The US has many problems at their hands right now. Some of these problems just happened, emerged over time while some of them are entirely self-inflicted. Amongst the self-inflicted wounds is the fact that the US is no longer a reliable or trustworthy party.
The US has made its deal with Iran. But will they stick to it?
Given the fulminations against Iran and the so-called 'bad deal' coming out of the mouths of congresscritters, US presidential aspirants and given their craven sucking up to Bibi Netanyahu, a declared enemy of the aforementioned agreement, the French have reason to question US reliability.
"Western firms have sought to renew commercial ties with Tehran in light of the deal, but last month Washington cautioned against rushing to invest in Iran until it fully complies.
French firms, once very active in Iran, were among those to have faced heavy penalties for violating sanctions.
"The attitude of the Americans is cooperative, but now we want that to be turned into something concrete so that the same thing doesn't happen again," Fabius told lawmakers ahead of next week's visit by Iranian President Hassan Rouhani to France.
BNP Paribas was fined almost $9 billion in 2014 for transactions violating U.S. embargoes. This week, Deutsche Bank paid a $258 million penalty to settle charges that it did business on behalf of entities in U.S.-sanctioned countries like Iran and Syria.
Immediately after the nuclear deal U.S. Secretary of State John Kerry had pledged that the U.S. authorities would ensure European firms would not be subject to penalties once sanctions had lifted.
But diplomats and executives say firms also want guarantees from the United States that they would be safe if sanctions were re-imposed. Without such assurances, businesses would remain prudent before committing themselves, they said."

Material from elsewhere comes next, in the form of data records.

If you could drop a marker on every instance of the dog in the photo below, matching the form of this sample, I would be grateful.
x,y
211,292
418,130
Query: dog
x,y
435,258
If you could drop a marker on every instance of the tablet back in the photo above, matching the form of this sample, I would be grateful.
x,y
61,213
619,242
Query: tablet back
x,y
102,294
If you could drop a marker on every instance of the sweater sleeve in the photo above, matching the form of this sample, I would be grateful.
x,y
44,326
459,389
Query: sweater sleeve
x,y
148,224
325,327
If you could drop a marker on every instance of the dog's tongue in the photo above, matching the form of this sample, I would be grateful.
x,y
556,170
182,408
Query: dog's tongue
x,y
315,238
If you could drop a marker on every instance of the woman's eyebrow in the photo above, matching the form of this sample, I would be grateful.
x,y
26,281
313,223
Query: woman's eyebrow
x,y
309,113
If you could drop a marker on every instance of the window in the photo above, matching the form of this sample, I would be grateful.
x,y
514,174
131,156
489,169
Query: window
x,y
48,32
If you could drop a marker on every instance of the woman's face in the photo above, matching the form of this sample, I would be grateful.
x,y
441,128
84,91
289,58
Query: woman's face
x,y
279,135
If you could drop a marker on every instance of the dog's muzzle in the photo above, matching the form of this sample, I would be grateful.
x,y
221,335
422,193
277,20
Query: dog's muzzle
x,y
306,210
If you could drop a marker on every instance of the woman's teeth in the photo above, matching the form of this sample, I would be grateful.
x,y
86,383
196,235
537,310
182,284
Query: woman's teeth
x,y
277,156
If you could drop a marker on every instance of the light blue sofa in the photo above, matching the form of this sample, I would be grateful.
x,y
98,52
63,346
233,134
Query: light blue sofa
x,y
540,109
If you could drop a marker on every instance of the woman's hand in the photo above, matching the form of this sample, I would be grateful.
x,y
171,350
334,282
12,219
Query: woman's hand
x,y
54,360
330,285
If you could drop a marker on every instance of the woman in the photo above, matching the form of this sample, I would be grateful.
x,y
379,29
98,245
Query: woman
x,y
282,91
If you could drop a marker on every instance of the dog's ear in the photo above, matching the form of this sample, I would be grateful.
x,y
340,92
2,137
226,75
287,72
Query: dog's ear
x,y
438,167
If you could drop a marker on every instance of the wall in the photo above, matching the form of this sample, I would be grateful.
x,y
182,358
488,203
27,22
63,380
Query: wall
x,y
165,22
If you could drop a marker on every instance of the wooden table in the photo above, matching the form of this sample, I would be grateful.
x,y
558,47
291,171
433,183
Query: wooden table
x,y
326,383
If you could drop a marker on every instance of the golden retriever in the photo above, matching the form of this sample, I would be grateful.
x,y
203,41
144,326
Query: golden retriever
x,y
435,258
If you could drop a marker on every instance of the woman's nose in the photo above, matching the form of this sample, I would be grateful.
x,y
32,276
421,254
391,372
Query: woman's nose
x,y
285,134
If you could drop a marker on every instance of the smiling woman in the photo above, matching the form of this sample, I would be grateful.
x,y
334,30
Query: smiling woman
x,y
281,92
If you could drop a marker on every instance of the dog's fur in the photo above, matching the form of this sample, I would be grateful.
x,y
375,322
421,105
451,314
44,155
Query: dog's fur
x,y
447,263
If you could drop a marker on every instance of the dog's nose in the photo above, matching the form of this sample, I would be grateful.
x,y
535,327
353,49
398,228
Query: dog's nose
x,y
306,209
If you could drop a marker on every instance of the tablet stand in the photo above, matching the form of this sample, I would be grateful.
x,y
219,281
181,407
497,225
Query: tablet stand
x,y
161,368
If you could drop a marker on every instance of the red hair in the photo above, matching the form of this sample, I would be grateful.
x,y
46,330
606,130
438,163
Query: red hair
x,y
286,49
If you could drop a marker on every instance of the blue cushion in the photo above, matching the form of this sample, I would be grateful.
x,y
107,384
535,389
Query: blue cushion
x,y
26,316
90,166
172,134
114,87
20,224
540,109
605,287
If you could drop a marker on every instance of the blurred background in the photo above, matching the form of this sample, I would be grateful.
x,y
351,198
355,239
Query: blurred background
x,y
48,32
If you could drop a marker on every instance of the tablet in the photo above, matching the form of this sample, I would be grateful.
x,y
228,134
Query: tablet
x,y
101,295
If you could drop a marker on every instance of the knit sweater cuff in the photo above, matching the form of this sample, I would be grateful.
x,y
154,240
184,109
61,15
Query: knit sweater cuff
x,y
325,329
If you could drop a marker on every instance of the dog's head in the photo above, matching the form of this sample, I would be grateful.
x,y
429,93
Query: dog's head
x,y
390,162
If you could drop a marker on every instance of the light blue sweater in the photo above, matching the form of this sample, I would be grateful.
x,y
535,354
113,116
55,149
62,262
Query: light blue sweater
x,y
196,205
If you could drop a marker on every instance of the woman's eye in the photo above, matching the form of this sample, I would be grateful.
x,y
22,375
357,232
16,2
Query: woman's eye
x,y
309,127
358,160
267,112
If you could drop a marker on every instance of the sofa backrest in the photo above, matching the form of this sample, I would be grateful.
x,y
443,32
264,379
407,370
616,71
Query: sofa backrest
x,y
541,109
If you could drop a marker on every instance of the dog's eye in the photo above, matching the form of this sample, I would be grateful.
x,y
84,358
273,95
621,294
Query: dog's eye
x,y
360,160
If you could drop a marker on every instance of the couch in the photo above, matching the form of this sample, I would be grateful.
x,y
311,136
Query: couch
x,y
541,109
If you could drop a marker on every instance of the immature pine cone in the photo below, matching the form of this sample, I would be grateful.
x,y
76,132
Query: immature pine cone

To wit: Paribas was fined in the US for transactions that neither violated French law, nor European law nor international law but unilateral US sanctions law. Every action took place outside the US, by outside actors. The US claimed jurisdiction pretty much because a digital dollar of the transaction touched a US computer for a virtual second. Such arbitrary imposition of fines is a risk that all multinationals doing business with Iran face.
Obama wants the agreement with Iran, but will he be able to have it move forward in light of the hostility in Congress and from the pro-Israel quarters? There isn't much cause to expect reason in that quarter. And what will happen after Obama?
In light of these imponderables the French prudently want US guarantees, in writing, that the US won't prey on go after French companies for violating re-imposed or new US sanctions, just because whoever may succeed Obama happened to change his mind and reset to the US default mode - regime change, or - an unlikelier case, but in fairness - should the Iranians renege on their part of the deal.
The US today find themselves in a situation where they have a record of arbitrariness, incoherence and of reneging on commitments they made. That is not a legitimate hegemonic entitlement but a liability, and should be understood as such.